Scorpio Books and Influx Press (UK) warmly welcome you to an author talk with Eva Wyles, chaired by Kiran Dass, and with an introduction by Tina Makereti.
Eva Wyles is the author of Deliverywoman, a stunning debut collection of thirteen short stories that dive into the complexities of human connection, the pursuit of meaning, and modern-day loneliness. Across a diverse cast of characters – from teachers and gas station workers to hedonistic revellers and wealthy gamers – Wyles explores the strange dimensions of our world and the dangers of ordinary life, with needle-sharp writing both real and surreal.
All welcome, this is a free event. Refreshments provided. Please send in your RSVP.
About the speakers
Eva Wyles is a graduate of Te Herenga Waka and the MA programme in fiction at the International Institute of Modern Letters, where she worked on a short-story collection that received the Jean Squire Project Scholarship. She grew up in Te Whanganui-a-Tara and is currently based in London. Deliverywoman is her first book.
Kiran Dass is a critic, writer and Programme Director at WORD Christchurch and has written about books, music and culture for a variety of publications including NZ Herald, NZ Listener, Guardian, The Wire, North & South, Metro, The Spinoff, RNZ, Sunday magazine, Sunday Star-Times and Vice. In 2020 she was awarded a Michael King Writers Centre Residency, and in 2023 was the Verb Wellington Writer in Residence at Katherine Mansfield House & Garden. Dass was a judge for the 2024 Jann Medlicott Acorn Prize for Fiction at the Ockham New Zealand Book Awards and was convening judge for the same prize in 2021. She reviews books regularly on RNZ’s Nine to Noon.
Tina Makereti writes novels, short fiction and creative nonfiction.
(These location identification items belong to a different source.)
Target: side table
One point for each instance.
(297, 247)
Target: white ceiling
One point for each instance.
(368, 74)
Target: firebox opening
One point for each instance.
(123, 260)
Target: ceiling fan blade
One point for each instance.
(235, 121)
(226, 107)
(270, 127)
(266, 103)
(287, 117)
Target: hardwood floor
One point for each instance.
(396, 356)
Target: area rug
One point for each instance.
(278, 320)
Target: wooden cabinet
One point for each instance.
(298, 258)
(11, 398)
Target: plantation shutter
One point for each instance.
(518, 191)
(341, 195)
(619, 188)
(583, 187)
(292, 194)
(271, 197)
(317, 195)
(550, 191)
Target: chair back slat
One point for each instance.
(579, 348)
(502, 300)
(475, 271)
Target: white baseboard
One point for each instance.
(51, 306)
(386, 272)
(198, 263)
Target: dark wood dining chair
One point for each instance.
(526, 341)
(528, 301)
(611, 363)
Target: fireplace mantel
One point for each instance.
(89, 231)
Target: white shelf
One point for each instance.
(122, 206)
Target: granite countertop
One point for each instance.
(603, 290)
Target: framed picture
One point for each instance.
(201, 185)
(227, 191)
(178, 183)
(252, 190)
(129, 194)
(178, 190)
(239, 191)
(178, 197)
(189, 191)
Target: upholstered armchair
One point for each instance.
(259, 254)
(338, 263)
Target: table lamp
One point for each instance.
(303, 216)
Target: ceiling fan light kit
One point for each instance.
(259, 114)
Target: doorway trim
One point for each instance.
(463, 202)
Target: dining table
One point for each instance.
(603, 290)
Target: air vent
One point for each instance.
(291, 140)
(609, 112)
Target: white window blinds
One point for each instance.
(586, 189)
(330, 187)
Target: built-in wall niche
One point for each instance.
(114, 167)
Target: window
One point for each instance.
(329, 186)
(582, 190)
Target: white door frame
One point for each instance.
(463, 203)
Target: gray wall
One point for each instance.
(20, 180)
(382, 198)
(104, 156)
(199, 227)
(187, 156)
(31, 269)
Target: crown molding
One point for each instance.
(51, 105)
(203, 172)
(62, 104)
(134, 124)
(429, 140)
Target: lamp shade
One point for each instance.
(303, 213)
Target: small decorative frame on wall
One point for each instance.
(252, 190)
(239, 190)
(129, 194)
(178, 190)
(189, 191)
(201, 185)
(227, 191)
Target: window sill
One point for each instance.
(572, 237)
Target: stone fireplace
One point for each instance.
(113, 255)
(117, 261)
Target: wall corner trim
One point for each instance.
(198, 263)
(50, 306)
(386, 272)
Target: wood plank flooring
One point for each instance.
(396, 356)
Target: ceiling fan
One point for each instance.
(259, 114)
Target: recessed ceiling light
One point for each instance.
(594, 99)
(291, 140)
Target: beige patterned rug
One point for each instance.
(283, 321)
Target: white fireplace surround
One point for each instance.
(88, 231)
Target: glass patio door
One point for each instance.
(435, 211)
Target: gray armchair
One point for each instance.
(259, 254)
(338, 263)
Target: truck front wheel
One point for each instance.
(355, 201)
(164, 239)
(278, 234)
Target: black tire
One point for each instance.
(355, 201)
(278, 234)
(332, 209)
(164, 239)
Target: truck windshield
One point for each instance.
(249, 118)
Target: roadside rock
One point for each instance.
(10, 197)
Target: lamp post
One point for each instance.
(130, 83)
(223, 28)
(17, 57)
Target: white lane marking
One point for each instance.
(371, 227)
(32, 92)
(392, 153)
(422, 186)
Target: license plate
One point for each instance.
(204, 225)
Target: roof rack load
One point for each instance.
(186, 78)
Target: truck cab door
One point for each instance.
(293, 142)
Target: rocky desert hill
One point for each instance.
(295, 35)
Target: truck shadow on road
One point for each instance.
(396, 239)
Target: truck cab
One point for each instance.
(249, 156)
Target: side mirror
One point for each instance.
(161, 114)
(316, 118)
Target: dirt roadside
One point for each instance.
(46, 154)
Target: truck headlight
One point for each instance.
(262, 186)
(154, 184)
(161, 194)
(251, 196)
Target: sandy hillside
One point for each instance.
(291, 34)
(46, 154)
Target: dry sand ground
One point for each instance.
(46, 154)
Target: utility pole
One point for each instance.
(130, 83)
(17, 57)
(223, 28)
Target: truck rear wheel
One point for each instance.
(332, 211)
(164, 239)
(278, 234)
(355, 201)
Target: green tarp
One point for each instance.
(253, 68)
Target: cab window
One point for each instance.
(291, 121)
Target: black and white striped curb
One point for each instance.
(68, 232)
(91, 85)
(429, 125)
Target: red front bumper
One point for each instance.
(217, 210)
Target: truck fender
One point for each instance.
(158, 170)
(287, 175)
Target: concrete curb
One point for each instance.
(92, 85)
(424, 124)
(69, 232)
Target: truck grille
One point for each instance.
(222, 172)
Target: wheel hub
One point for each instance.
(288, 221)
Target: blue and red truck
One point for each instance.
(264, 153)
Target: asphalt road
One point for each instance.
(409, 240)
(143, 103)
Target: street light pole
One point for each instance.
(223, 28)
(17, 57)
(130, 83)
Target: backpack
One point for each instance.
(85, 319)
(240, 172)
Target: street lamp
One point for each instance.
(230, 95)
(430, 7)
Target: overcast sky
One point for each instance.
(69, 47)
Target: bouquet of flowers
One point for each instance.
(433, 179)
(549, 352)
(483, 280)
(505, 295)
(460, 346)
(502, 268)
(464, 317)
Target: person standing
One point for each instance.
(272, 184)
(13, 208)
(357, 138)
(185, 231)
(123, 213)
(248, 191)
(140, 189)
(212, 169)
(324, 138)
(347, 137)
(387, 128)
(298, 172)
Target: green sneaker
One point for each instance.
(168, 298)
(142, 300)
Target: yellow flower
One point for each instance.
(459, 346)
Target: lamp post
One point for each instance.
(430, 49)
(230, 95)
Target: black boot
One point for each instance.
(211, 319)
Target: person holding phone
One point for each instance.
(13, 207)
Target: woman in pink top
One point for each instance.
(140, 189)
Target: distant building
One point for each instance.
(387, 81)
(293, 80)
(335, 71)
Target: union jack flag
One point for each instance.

Her latest work is a collection of personal essays, This Compulsion in Us, and the Ockham shortlisted novel, The Mires. She is also author of The Imaginary Lives of James Pōneke, Where the Rēkohu Bone Sings and Once Upon a Time in Aotearoa, and co-editor of Black Marks on the White Page, an anthology that celebrates Māori and Pasifika writing. Tina teaches a Master of Arts Creative Writing workshop at the International Institute of Modern Letters, Wellington.